Cooperative quantum cutting in one-dimensional (YbxGd1−x)Al3(BO3)4:Tb3+ nanorods

Abstract

Near-infrared (NIR) quantum cutting (QC) involving the emission of two NIR photons per absorbed photon via a cooperative downconversion mechanism in one-dimensional (1D) $\left({\mathrm{Yb}}_x{\mathrm{Gd}}_{1-x}\right){\mathrm{Al}}_3{\left(\mathrm{B}{\mathrm{O}}_3\right)}_4:{\mathrm{Tb}}^{3+}$ nanorods has been demonstrated. The authors have analyzed the measured luminescence spectra and decay lifetimes and proposed a mechanism to rationalize the QC effect.
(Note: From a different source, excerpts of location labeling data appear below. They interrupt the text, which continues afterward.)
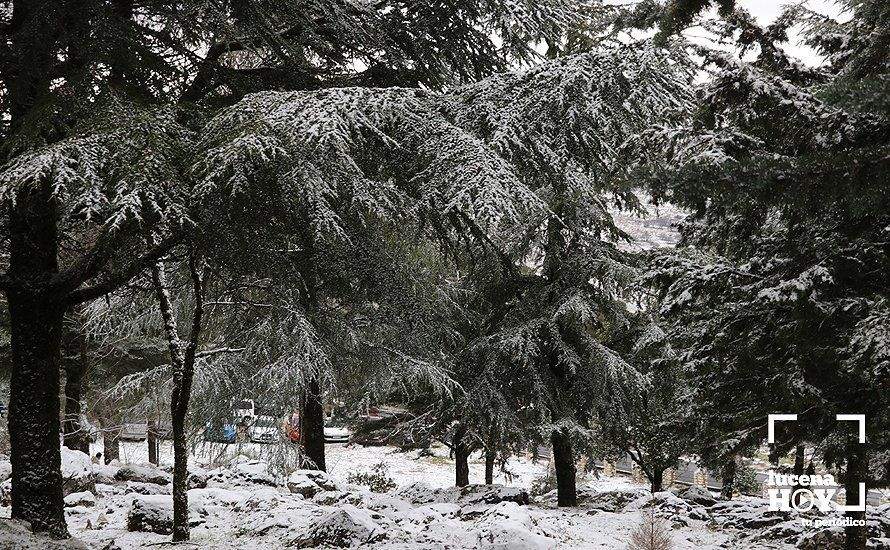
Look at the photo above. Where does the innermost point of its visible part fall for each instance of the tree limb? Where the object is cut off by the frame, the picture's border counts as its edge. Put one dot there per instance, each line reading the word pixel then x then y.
pixel 119 278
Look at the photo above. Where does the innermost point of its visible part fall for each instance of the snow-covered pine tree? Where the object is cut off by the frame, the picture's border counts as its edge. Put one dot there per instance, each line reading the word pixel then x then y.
pixel 653 427
pixel 787 178
pixel 563 125
pixel 94 157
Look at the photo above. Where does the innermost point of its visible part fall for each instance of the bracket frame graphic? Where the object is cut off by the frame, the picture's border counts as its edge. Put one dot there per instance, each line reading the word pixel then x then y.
pixel 858 418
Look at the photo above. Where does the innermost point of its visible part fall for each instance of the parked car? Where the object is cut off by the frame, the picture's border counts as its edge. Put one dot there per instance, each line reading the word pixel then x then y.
pixel 335 429
pixel 337 434
pixel 219 432
pixel 245 410
pixel 265 429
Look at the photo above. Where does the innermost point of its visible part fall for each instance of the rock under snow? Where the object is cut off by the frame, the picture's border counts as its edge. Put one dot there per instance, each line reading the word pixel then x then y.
pixel 143 474
pixel 611 501
pixel 84 498
pixel 310 482
pixel 421 493
pixel 77 472
pixel 5 468
pixel 509 526
pixel 698 495
pixel 746 514
pixel 344 527
pixel 154 513
pixel 140 488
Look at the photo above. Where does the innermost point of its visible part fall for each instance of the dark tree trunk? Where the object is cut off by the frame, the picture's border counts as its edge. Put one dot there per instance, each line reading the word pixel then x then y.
pixel 489 467
pixel 35 333
pixel 461 456
pixel 184 370
pixel 799 465
pixel 856 536
pixel 564 463
pixel 75 436
pixel 727 478
pixel 312 430
pixel 111 444
pixel 656 482
pixel 178 409
pixel 151 437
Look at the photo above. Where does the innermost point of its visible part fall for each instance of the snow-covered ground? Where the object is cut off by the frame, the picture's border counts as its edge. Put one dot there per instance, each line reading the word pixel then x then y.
pixel 237 503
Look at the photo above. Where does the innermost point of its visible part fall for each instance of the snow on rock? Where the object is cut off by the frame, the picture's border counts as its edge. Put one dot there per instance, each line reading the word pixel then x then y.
pixel 143 473
pixel 108 489
pixel 154 513
pixel 105 473
pixel 788 531
pixel 827 539
pixel 607 501
pixel 421 493
pixel 240 473
pixel 698 495
pixel 331 498
pixel 753 513
pixel 508 526
pixel 84 498
pixel 670 506
pixel 140 488
pixel 77 472
pixel 492 494
pixel 310 482
pixel 344 527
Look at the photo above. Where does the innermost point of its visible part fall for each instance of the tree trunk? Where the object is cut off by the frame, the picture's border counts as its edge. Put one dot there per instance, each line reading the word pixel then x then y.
pixel 564 464
pixel 183 373
pixel 856 536
pixel 799 465
pixel 110 443
pixel 35 333
pixel 312 430
pixel 489 467
pixel 75 436
pixel 727 478
pixel 151 437
pixel 178 410
pixel 656 482
pixel 461 456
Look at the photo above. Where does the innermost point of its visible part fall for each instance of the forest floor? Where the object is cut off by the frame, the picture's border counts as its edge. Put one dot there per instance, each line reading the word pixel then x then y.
pixel 239 502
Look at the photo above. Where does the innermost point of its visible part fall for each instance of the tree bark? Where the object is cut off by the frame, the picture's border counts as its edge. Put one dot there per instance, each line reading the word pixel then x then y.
pixel 110 443
pixel 799 464
pixel 461 456
pixel 489 467
pixel 151 438
pixel 855 536
pixel 564 464
pixel 183 373
pixel 656 482
pixel 75 436
pixel 727 478
pixel 36 338
pixel 312 429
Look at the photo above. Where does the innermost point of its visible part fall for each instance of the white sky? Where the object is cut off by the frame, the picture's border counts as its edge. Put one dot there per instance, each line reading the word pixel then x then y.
pixel 767 10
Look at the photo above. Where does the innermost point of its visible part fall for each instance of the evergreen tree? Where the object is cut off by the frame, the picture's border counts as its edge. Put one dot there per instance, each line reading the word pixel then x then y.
pixel 786 176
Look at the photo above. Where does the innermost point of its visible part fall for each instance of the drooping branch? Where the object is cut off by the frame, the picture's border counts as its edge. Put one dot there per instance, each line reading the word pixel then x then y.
pixel 119 278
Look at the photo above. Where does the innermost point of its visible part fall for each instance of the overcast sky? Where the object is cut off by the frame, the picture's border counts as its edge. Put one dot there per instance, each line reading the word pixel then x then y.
pixel 767 10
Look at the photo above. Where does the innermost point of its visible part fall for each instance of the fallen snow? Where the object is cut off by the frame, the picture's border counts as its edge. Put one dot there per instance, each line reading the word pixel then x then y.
pixel 239 502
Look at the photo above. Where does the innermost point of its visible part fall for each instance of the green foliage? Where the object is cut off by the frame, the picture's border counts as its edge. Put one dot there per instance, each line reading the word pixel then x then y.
pixel 377 480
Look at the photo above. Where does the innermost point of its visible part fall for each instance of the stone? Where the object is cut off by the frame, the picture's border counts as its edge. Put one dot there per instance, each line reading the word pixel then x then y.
pixel 84 498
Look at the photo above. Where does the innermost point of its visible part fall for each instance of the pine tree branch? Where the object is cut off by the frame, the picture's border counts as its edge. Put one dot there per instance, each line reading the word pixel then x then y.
pixel 119 278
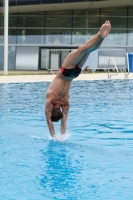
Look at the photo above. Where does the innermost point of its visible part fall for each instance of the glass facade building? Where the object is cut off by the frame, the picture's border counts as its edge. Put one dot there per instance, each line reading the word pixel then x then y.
pixel 64 28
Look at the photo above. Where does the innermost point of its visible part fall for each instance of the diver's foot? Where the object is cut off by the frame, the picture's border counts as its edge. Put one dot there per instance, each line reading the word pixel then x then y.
pixel 105 29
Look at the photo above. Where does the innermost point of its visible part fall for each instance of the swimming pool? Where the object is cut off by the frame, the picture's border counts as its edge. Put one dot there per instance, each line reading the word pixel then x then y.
pixel 95 163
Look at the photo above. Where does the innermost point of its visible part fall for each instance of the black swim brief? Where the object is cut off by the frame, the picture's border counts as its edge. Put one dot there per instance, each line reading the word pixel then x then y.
pixel 73 73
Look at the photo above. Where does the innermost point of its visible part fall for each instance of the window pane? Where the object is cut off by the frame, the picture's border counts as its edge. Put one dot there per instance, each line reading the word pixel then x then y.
pixel 59 19
pixel 116 22
pixel 130 38
pixel 115 38
pixel 130 22
pixel 11 57
pixel 31 21
pixel 79 37
pixel 1 35
pixel 1 57
pixel 13 20
pixel 30 36
pixel 57 37
pixel 1 20
pixel 118 11
pixel 12 36
pixel 130 11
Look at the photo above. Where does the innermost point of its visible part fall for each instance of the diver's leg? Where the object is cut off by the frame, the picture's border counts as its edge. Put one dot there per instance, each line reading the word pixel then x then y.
pixel 75 56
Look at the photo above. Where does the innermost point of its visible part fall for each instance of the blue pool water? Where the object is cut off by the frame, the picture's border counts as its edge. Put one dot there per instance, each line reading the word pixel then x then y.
pixel 96 161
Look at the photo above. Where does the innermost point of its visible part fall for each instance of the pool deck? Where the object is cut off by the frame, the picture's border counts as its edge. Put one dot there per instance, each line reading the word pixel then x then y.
pixel 49 77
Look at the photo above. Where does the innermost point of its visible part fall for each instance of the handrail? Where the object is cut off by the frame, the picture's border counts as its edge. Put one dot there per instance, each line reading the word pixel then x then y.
pixel 115 68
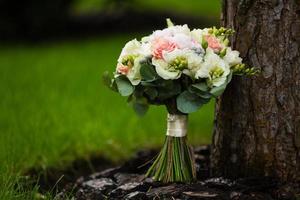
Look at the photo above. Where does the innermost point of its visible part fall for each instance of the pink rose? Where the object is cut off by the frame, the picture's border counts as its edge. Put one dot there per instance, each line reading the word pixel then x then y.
pixel 160 45
pixel 213 43
pixel 122 69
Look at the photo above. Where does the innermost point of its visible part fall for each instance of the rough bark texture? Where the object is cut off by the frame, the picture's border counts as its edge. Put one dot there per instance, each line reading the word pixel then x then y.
pixel 257 121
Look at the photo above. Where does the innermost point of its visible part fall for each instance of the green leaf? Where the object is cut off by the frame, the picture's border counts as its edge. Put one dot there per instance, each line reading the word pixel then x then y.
pixel 124 86
pixel 151 92
pixel 109 82
pixel 168 89
pixel 217 91
pixel 201 86
pixel 140 106
pixel 188 102
pixel 148 72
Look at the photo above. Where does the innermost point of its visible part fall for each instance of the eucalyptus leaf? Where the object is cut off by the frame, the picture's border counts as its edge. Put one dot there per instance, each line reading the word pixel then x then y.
pixel 151 92
pixel 148 72
pixel 188 102
pixel 168 90
pixel 124 86
pixel 217 91
pixel 201 86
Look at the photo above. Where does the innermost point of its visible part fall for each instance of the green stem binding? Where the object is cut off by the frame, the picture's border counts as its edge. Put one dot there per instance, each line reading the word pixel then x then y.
pixel 174 163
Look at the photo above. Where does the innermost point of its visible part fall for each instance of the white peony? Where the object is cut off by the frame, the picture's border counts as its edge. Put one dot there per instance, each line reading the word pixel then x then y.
pixel 198 34
pixel 232 57
pixel 167 33
pixel 214 69
pixel 184 41
pixel 129 61
pixel 176 62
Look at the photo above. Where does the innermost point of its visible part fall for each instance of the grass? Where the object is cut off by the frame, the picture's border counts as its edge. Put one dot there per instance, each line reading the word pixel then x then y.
pixel 209 8
pixel 54 108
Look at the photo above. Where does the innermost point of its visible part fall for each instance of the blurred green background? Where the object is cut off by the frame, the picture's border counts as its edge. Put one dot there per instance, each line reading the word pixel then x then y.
pixel 54 107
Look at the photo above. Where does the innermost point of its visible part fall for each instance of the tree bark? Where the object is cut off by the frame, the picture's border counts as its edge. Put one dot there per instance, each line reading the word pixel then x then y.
pixel 257 120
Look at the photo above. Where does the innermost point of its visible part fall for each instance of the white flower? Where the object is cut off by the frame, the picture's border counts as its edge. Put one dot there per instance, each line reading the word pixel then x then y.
pixel 198 34
pixel 129 61
pixel 176 62
pixel 214 69
pixel 184 41
pixel 232 57
pixel 167 33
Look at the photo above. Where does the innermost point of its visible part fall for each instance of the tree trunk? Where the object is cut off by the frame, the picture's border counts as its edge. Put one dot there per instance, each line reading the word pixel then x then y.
pixel 257 120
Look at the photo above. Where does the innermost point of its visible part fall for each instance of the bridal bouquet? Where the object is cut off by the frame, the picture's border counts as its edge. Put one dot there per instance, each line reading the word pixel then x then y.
pixel 181 69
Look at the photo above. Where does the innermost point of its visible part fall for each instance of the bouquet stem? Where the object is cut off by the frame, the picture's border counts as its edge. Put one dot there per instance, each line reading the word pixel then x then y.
pixel 175 162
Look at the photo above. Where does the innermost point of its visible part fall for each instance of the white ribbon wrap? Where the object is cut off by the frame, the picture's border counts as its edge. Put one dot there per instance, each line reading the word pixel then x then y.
pixel 177 125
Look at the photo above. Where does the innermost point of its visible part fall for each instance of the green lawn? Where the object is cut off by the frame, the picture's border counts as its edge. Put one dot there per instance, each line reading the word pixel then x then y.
pixel 209 8
pixel 54 108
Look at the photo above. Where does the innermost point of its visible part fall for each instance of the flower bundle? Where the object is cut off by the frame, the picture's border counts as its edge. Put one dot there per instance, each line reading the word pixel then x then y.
pixel 182 69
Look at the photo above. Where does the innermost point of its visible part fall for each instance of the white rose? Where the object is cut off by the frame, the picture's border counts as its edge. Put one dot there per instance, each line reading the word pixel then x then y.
pixel 232 57
pixel 184 41
pixel 214 69
pixel 167 33
pixel 198 34
pixel 129 61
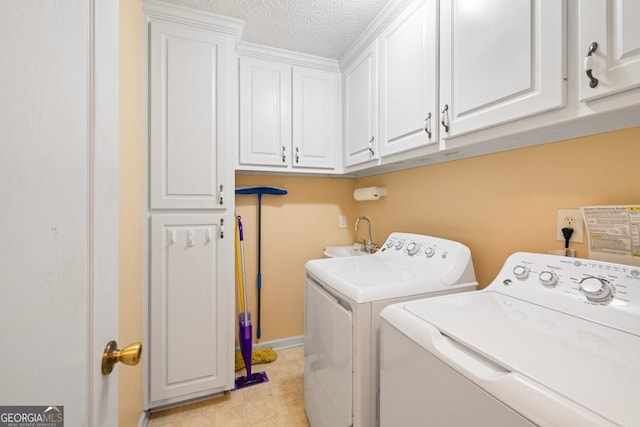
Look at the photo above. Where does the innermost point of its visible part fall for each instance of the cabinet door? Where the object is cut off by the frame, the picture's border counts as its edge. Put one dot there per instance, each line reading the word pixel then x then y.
pixel 408 79
pixel 265 113
pixel 191 303
pixel 361 108
pixel 188 116
pixel 499 61
pixel 613 25
pixel 316 117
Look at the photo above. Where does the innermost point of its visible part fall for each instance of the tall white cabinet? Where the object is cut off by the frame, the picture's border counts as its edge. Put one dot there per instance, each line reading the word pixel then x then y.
pixel 409 79
pixel 192 85
pixel 609 42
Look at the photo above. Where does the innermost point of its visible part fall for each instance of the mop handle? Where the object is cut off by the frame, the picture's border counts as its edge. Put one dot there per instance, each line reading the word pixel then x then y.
pixel 238 233
pixel 244 273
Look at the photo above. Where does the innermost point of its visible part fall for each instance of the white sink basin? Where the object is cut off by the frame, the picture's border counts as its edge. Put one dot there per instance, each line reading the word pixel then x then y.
pixel 342 251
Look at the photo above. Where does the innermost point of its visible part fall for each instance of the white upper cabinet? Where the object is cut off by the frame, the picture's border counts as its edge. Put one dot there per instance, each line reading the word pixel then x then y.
pixel 289 116
pixel 609 41
pixel 361 107
pixel 189 96
pixel 499 61
pixel 316 117
pixel 265 112
pixel 408 79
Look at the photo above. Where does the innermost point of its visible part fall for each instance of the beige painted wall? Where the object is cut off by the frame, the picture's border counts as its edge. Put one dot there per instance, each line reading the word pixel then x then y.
pixel 295 228
pixel 130 388
pixel 506 202
pixel 496 204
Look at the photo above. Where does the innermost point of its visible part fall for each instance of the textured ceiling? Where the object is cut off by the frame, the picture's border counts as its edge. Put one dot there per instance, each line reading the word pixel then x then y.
pixel 318 27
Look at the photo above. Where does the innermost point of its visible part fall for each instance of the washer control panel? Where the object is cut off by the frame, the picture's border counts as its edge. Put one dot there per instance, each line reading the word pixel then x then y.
pixel 571 284
pixel 418 246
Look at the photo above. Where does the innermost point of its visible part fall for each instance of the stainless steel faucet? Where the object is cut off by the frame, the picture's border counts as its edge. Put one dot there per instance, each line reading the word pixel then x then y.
pixel 367 245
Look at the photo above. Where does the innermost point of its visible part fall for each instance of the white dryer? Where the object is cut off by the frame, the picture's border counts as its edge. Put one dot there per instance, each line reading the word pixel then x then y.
pixel 343 299
pixel 552 341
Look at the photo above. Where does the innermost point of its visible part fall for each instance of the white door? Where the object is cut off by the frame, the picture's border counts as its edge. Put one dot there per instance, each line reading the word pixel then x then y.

Upon excitation of ${\mathrm{Tb}}^{3+}$ with a blue-visible photon at $485\mathrm{nm}$ , two NIR photons could be emitted by ${\mathrm{Yb}}^{3+}$ through an efficient cooperative energy transfer from ${\mathrm{Tb}}^{3+}$ to two ${\mathrm{Yb}}^{3+}$ with optimal quantum efficiency as great as 196%. The development of 1D ${\mathrm{Tb}}^{3+}–{\mathrm{Yb}}^{3+}$ QC nanomaterials could open up a possibility to realize high efficiency silicon-based solar cells by means of downconversion of the green-to-ultraviolet part of the solar spectrum to $\sim 1000\mathrm{nm}$ photons with a twofold increase in the photon number.